Aussi, désormais dotée d'un outil d'évaluation ambitieux, la recherche française ne doit pas regarder comme un tabou le fait que l'insuffisance de résultat se traduise par la remise en question d'une unité à défaut d'une amélioration de ses performances ou d'une réorientation de ses travaux. Sans recourir à des exemples étrangers, plusieurs expériences françaises -telles que celles de l'Institut national de recherche en informatique et en automatique (INRIA)- démontrent d'ailleurs d'ores et déjà qu'une telle politique peut être menée efficacement en France, y compris dans le cadre d'établissements publics employant du personnel fonctionnaire.

Ces orientations seraient conformes à la fois à la promotion de l'excellence qui caractérise l'ensemble de la loi de programme pour la recherche et à la logique de performance qui s'impose désormais aux finances de l'Etat dans le cadre de la LOLF.

*

* *

Lors d'une réunion tenue le 22 novembre 2006, la commission des affaires économiques, après avoir adopté un amendement proposé par son rapporteur pour avis, a donné un avis favorable à l'adoption des crédits de la mission « Recherche et enseignement supérieur » inscrits dans le projet de loi de finances pour 2007.

* 19 Cf. annexe III.

* 20 Ces deux structures étant instituées par l'article 2 du projet de loi.

* 21 Par exemple, si les articles des chercheurs de la région de Strasbourg bénéficiaient d'une signature commune du type « Pôle universitaire de Strasbourg », en lieu et place d'une vingtaine de dénominations différentes (universités, grandes écoles, IUT et laboratoires d'organismes nationaux), il est évident que cette ville remonterait dans les classements internationaux, basés sur la fréquence des citations des travaux des centres de recherche dans les revues scientifiques.

* 22 Non chiffrées à ce jour.

* 23 Au travers d'unités mixtes de recherche qui associent par exemple les organismes de recherche (CNRS en tête) et de très nombreuses universités et grandes écoles.

* 24 Cf. annexe IV.

* 25 Le caractère potentiellement multi-site des RTA conduit le Sénat à substituer la notion de « réseau » à celle de « campus ».

* 26 Quant au Parlement, il convient de rappeler qu'il est représenté au sein de l'agence, puisqu'il désigne parmi ses membres les deux seuls membres du conseil d'administration recrutés sur d'autres critères que les qualifications scientifiques.

* 27 La principale instance d'évaluation étant le Comité national de la recherche scientifique, interne au CNRS

* 28 Aux Etats-Unis, l'institution centrale du processus d'évaluation est la principale agence de moyens de pays, la National Science Foundation.

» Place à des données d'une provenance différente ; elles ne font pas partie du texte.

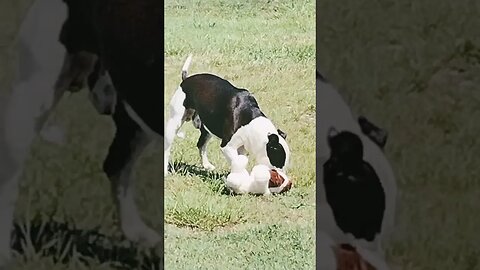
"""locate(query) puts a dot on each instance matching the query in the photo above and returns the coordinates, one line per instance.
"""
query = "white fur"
(25, 109)
(103, 95)
(327, 260)
(241, 182)
(177, 110)
(333, 111)
(253, 137)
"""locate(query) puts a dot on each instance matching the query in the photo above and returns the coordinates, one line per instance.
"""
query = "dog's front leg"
(128, 144)
(9, 177)
(230, 146)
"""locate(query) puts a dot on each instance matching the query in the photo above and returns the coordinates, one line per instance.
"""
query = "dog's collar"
(282, 186)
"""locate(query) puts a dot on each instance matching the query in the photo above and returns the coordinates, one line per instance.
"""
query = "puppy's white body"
(241, 182)
(24, 109)
(251, 138)
(332, 111)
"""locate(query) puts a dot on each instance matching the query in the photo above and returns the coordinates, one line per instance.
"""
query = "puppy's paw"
(208, 166)
(141, 233)
(181, 135)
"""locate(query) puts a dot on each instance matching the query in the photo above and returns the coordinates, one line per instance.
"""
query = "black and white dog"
(353, 189)
(218, 108)
(356, 185)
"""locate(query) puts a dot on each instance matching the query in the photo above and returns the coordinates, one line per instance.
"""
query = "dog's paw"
(5, 257)
(141, 233)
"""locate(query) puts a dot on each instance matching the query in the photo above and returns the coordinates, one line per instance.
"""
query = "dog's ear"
(281, 133)
(272, 138)
(332, 132)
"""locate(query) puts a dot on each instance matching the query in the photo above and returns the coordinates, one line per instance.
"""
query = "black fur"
(222, 109)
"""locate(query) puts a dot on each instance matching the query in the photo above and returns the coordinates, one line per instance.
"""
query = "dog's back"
(214, 98)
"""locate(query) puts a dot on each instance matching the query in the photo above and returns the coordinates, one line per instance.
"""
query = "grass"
(267, 47)
(413, 69)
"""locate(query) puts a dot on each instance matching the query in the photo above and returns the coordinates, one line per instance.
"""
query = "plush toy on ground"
(262, 179)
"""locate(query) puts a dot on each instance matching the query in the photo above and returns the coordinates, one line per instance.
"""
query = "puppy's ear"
(273, 139)
(332, 132)
(281, 133)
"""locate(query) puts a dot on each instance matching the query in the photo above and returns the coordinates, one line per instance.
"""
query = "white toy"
(256, 182)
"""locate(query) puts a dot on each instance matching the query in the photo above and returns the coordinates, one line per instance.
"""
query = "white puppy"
(241, 182)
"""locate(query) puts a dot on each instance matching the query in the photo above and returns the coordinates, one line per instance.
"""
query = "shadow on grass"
(215, 179)
(63, 242)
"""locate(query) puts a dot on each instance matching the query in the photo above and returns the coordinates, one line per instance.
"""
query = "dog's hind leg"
(128, 144)
(205, 136)
(175, 121)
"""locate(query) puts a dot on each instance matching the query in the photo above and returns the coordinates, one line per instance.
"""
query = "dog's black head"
(346, 147)
(377, 135)
(78, 36)
(275, 151)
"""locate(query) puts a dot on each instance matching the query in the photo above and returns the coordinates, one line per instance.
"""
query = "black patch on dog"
(353, 189)
(275, 151)
(377, 135)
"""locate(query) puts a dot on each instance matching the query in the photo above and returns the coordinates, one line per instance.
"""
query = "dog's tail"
(185, 67)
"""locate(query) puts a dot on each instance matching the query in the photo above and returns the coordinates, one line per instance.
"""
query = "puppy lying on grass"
(262, 180)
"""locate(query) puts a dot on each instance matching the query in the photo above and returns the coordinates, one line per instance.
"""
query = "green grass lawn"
(267, 47)
(410, 68)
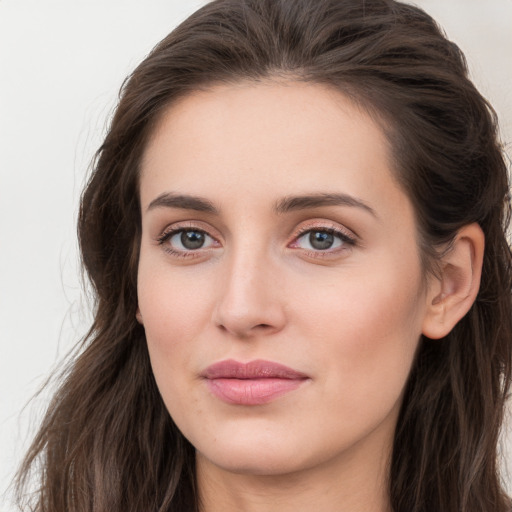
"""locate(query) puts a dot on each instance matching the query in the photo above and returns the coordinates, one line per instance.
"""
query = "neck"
(352, 482)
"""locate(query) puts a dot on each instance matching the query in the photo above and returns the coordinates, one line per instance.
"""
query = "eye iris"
(192, 239)
(321, 240)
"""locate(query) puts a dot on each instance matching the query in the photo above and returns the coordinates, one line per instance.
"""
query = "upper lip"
(257, 369)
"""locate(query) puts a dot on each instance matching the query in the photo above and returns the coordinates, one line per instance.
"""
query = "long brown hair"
(107, 442)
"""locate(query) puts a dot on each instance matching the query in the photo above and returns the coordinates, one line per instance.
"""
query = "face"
(279, 283)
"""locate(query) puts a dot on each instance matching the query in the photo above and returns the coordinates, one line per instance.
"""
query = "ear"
(452, 293)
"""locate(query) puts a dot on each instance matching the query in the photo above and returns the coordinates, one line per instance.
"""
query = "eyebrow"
(293, 203)
(285, 205)
(184, 201)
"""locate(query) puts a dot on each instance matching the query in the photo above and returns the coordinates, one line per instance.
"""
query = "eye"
(323, 240)
(181, 241)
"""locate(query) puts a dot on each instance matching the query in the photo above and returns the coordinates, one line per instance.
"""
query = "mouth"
(254, 383)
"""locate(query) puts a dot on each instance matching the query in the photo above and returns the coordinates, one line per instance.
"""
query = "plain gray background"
(61, 65)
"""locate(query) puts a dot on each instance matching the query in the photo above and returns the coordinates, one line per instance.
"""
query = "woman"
(295, 230)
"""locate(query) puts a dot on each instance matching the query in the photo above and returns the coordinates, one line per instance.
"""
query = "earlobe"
(452, 293)
(138, 316)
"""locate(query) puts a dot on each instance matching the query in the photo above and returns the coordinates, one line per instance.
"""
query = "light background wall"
(61, 65)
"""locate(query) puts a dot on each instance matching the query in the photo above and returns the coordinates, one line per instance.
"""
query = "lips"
(254, 383)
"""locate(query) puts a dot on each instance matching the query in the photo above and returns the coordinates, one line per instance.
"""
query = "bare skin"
(274, 229)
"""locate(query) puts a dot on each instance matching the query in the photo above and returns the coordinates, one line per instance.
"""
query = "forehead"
(264, 140)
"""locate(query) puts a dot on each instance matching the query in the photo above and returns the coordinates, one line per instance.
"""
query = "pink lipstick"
(254, 383)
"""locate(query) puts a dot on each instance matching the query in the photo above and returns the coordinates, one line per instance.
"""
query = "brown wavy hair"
(107, 442)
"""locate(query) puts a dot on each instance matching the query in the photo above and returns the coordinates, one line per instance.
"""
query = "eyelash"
(345, 238)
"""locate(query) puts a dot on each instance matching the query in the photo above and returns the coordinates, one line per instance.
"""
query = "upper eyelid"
(303, 228)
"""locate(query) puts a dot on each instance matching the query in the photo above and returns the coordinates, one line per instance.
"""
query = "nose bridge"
(248, 301)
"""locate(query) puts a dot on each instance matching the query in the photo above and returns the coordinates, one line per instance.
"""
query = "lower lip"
(252, 391)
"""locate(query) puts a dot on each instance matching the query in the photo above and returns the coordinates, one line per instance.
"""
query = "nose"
(250, 299)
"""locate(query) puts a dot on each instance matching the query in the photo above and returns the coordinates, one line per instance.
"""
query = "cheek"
(366, 329)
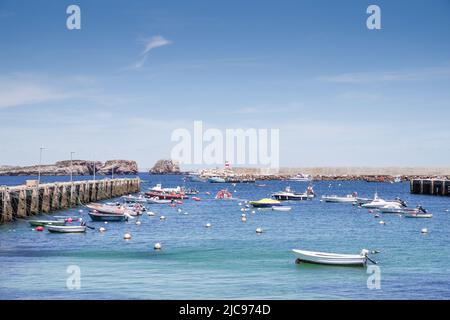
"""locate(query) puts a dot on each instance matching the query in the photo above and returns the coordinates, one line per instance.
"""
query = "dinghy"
(332, 258)
(418, 215)
(98, 216)
(66, 229)
(42, 223)
(265, 203)
(350, 198)
(281, 208)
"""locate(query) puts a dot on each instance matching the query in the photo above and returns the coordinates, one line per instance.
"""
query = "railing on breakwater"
(24, 201)
(437, 187)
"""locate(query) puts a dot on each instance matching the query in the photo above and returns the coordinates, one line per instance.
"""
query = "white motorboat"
(350, 198)
(281, 208)
(289, 194)
(301, 177)
(418, 215)
(156, 200)
(134, 199)
(66, 229)
(378, 203)
(332, 258)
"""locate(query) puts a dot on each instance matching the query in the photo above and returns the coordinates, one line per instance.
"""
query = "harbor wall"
(437, 187)
(24, 201)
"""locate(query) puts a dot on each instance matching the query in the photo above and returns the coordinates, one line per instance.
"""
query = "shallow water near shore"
(229, 260)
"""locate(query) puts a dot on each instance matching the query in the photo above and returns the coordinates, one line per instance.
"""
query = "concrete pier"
(437, 187)
(23, 201)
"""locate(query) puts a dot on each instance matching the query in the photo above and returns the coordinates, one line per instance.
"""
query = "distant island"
(78, 167)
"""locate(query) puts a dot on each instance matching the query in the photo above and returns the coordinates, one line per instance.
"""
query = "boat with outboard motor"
(332, 258)
(289, 194)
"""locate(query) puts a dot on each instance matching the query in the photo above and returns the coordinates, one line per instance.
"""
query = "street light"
(71, 168)
(40, 161)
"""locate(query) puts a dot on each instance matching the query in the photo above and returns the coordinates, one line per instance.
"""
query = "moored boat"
(98, 216)
(281, 208)
(265, 203)
(350, 198)
(66, 229)
(332, 258)
(43, 223)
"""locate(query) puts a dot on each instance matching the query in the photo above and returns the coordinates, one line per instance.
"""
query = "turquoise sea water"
(229, 260)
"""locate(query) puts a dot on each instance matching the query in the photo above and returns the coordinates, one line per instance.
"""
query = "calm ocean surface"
(229, 260)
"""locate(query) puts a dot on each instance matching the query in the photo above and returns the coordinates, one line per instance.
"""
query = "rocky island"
(166, 167)
(79, 167)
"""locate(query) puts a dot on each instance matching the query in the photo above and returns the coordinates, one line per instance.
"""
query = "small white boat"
(66, 229)
(281, 208)
(392, 208)
(156, 200)
(134, 199)
(418, 215)
(336, 199)
(332, 258)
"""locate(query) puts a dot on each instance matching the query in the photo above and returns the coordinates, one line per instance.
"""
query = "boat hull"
(66, 229)
(330, 258)
(42, 223)
(107, 217)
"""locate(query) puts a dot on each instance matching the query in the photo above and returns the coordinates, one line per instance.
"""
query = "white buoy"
(127, 236)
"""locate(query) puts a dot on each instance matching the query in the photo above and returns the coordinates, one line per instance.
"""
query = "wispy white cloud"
(424, 74)
(149, 45)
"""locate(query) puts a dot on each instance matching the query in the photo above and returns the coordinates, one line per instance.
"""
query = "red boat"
(166, 195)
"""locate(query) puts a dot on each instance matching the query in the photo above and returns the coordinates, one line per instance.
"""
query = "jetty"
(18, 202)
(437, 187)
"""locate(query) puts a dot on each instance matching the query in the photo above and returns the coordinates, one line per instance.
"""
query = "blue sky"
(341, 95)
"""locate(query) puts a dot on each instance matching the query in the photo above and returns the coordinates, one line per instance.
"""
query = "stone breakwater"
(78, 167)
(20, 202)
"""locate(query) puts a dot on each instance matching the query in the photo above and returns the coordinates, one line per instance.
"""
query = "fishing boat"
(224, 194)
(156, 200)
(350, 198)
(98, 216)
(134, 199)
(332, 258)
(377, 203)
(301, 177)
(216, 180)
(281, 208)
(108, 209)
(66, 229)
(265, 203)
(42, 223)
(418, 215)
(289, 194)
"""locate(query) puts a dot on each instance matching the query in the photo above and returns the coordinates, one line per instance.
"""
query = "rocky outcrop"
(119, 167)
(79, 167)
(166, 167)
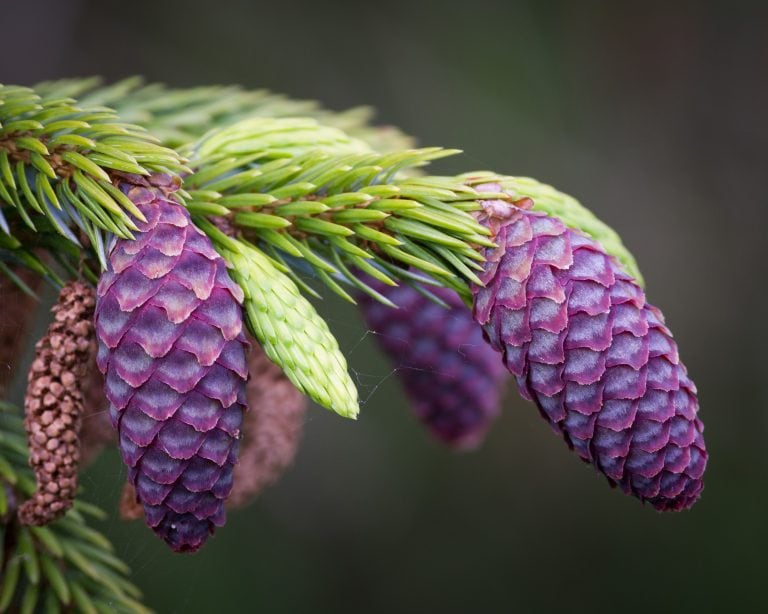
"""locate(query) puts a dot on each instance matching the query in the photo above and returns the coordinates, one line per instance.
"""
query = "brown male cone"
(53, 405)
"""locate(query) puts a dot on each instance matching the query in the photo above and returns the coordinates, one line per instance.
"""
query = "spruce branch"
(66, 565)
(290, 331)
(179, 116)
(56, 160)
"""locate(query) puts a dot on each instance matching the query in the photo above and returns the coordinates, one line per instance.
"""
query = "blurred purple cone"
(173, 353)
(596, 359)
(452, 377)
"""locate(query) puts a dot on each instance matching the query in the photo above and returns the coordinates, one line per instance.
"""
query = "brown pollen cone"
(53, 405)
(271, 428)
(16, 312)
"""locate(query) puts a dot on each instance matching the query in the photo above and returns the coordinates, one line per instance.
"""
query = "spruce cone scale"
(271, 431)
(172, 349)
(597, 360)
(450, 374)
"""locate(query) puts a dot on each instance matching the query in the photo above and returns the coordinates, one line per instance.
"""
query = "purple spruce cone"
(596, 359)
(452, 377)
(172, 349)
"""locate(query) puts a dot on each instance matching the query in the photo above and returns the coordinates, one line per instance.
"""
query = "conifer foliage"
(195, 215)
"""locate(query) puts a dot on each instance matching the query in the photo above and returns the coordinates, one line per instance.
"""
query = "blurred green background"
(654, 115)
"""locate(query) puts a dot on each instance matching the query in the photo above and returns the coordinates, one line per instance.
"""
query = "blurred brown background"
(654, 115)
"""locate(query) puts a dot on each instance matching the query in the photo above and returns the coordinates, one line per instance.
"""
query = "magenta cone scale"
(452, 377)
(172, 349)
(596, 359)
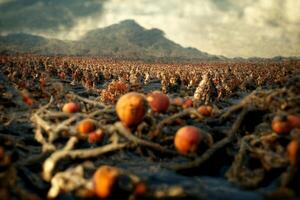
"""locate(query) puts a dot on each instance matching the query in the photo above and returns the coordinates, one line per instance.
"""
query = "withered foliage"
(42, 155)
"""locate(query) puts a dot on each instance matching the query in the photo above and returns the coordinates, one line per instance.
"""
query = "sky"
(233, 28)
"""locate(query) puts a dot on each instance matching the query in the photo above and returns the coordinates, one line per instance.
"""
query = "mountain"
(126, 39)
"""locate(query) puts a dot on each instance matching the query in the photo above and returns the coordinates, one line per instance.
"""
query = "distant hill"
(126, 39)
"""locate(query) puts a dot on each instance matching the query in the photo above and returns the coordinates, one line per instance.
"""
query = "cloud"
(48, 16)
(232, 28)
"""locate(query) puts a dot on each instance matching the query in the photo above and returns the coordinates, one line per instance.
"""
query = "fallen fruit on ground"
(131, 108)
(294, 121)
(70, 107)
(158, 101)
(85, 126)
(205, 110)
(292, 150)
(95, 136)
(187, 103)
(104, 179)
(187, 139)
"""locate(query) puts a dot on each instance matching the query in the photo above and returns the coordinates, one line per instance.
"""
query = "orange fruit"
(178, 101)
(85, 126)
(292, 150)
(71, 107)
(294, 121)
(158, 101)
(187, 103)
(205, 110)
(104, 180)
(187, 139)
(95, 136)
(131, 108)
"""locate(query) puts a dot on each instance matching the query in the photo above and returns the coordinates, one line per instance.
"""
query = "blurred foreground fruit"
(205, 110)
(95, 136)
(280, 125)
(187, 139)
(131, 108)
(71, 107)
(85, 126)
(104, 180)
(178, 101)
(158, 101)
(187, 103)
(292, 150)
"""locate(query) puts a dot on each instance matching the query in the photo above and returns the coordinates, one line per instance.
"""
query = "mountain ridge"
(125, 39)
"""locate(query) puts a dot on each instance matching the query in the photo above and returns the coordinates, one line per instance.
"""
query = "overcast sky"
(231, 28)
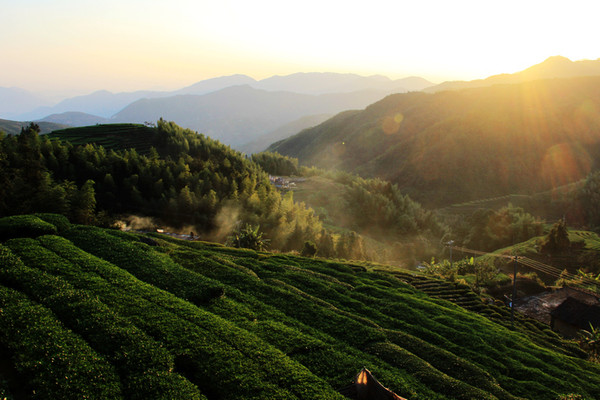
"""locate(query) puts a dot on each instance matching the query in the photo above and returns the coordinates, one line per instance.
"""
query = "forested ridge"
(184, 179)
(457, 146)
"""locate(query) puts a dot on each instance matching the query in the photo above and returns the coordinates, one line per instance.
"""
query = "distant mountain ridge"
(240, 114)
(457, 146)
(552, 67)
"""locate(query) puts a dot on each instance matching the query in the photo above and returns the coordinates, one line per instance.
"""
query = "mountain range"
(250, 114)
(552, 67)
(234, 109)
(457, 146)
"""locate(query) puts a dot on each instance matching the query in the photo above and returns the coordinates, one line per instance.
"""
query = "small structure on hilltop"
(366, 387)
(573, 315)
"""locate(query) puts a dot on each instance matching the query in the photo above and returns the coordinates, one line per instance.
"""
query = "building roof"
(366, 387)
(577, 313)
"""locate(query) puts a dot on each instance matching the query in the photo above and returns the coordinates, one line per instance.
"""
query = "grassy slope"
(111, 136)
(584, 253)
(173, 319)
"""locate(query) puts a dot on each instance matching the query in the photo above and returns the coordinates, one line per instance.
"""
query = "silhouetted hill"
(456, 146)
(14, 127)
(239, 114)
(329, 82)
(74, 118)
(553, 67)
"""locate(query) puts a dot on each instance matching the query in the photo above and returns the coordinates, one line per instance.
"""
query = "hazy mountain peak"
(552, 67)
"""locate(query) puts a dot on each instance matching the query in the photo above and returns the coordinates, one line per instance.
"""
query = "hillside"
(109, 315)
(14, 127)
(553, 67)
(240, 114)
(457, 146)
(110, 136)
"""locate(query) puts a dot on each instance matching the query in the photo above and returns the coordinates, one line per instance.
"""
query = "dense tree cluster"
(276, 164)
(488, 230)
(186, 179)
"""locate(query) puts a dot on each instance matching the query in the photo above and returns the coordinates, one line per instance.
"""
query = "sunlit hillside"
(457, 146)
(103, 314)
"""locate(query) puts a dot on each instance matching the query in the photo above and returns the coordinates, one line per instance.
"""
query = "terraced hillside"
(94, 313)
(110, 136)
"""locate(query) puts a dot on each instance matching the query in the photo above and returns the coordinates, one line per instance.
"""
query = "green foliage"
(590, 340)
(248, 237)
(24, 226)
(276, 164)
(589, 196)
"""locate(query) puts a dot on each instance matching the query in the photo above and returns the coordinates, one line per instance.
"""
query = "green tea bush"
(24, 226)
(54, 362)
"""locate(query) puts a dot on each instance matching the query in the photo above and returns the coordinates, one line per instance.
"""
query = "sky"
(126, 45)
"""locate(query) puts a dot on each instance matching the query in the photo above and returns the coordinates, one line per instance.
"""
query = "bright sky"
(123, 45)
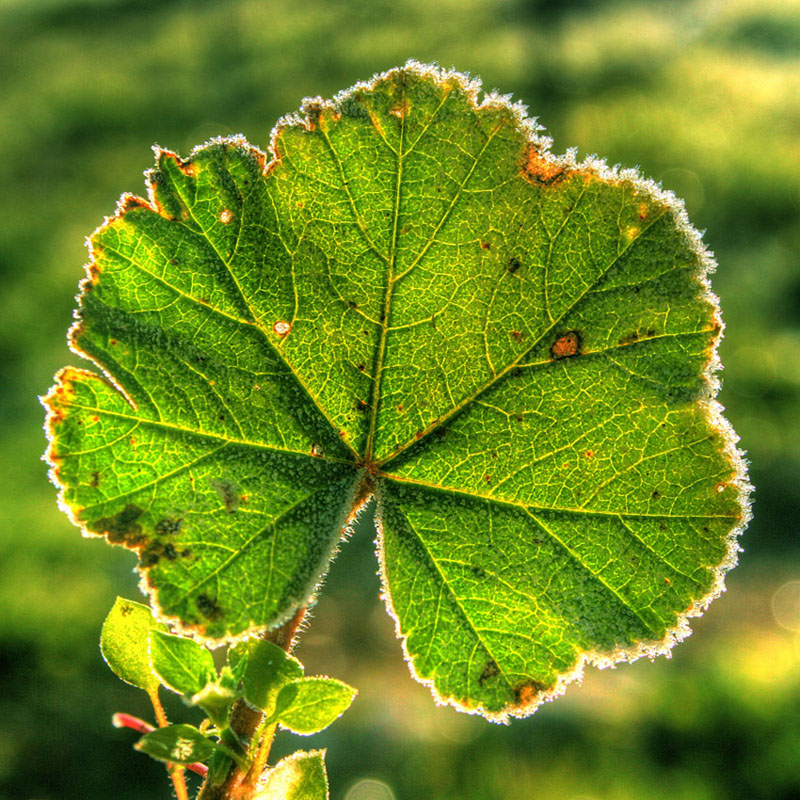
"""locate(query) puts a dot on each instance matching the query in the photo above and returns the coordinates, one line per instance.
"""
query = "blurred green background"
(704, 95)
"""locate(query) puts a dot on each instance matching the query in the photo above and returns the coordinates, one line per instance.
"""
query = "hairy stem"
(246, 724)
(175, 772)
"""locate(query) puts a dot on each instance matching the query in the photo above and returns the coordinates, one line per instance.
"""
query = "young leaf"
(300, 776)
(268, 669)
(182, 664)
(309, 705)
(124, 642)
(178, 744)
(410, 298)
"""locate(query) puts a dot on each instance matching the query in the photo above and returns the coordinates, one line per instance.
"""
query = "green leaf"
(182, 664)
(309, 705)
(177, 744)
(124, 643)
(410, 298)
(216, 699)
(267, 670)
(300, 776)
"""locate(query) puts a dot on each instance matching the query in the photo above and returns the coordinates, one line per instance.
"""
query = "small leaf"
(215, 699)
(300, 776)
(182, 664)
(177, 744)
(268, 669)
(309, 705)
(124, 643)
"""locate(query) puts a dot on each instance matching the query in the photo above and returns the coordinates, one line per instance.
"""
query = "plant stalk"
(175, 772)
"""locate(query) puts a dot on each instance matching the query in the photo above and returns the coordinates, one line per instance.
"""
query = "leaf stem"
(175, 772)
(247, 725)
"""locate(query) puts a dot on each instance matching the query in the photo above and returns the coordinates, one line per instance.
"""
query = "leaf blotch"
(208, 606)
(168, 526)
(567, 345)
(527, 694)
(228, 493)
(122, 528)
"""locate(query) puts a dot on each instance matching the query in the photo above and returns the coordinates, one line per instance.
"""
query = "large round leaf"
(409, 297)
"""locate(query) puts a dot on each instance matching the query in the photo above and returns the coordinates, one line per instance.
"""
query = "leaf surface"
(309, 705)
(411, 298)
(183, 665)
(124, 643)
(177, 744)
(300, 776)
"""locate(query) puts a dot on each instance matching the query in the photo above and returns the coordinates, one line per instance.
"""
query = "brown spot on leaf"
(228, 493)
(208, 606)
(567, 345)
(527, 694)
(122, 528)
(168, 526)
(537, 168)
(489, 671)
(130, 202)
(401, 109)
(630, 338)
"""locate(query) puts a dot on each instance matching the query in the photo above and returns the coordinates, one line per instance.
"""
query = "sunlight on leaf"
(409, 297)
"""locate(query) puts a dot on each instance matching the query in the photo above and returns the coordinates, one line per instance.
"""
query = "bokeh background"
(704, 95)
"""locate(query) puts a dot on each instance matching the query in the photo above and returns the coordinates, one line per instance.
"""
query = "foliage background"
(703, 94)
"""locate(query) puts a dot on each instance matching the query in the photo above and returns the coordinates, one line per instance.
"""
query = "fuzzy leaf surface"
(300, 776)
(309, 705)
(409, 297)
(124, 643)
(177, 744)
(183, 665)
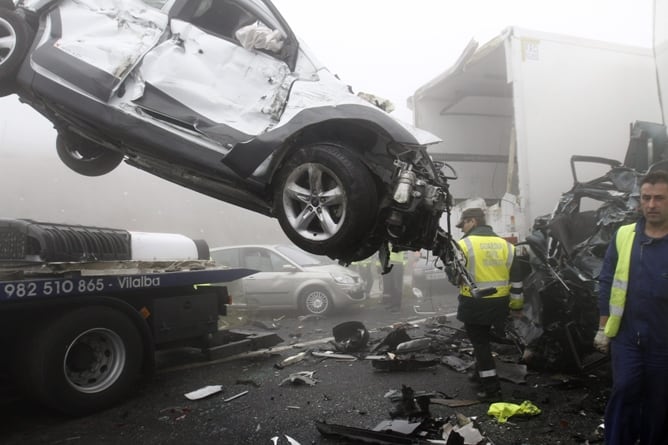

Il en est de même en Grande-Bretagne, au travers du Higher Education Funding Council for England. En revanche, en Allemagne, cette tâche est partagée entre les agences de financement et les opérateurs, d'une part, et les universités, d'autre part.

* 29 C'était loin d'être le cas jusqu'à présent comme en témoigne le cas des enseignants-chercheurs représentant plus de la moitié des recherches publiques et faisant très peu l'objet d'évaluations.

* 30 Votre commission pour avis se félicite que cette possibilité, absente du projet de décret d'application, ait été rétablie dans l'actuel décret n° 2006-1334 du 3 novembre 2006.

* 31Le Comité national d'évaluation en charge des établissements d'enseignement supérieur.

* 32Le Comité national d'évaluation chargé d'évaluer les orientations et les résultats de la politique nationale de recherche.

* 33La Mission scientifique, technique et pédagogique, chargée d'évaluer les recherches financées par les fonds incitatifs (qui ont été absorbés par l'ANR depuis 2003).

* 34Hors personnels mis à disposition.

* 35L'AERES a en effet vocation à pratiquer de façon systématique la méthode de la revue par les pairs (« peer review »), qui implique un appel fréquent aux experts internationaux.

* 36Ce qui n'était généralement pas le cas jusqu'à présent.

* 37 Ainsi en est-il par exemple du système d'évaluation du CNRS, dont les conséquences financières ne portent au maximum que sur 10 % des moyens des laboratoires.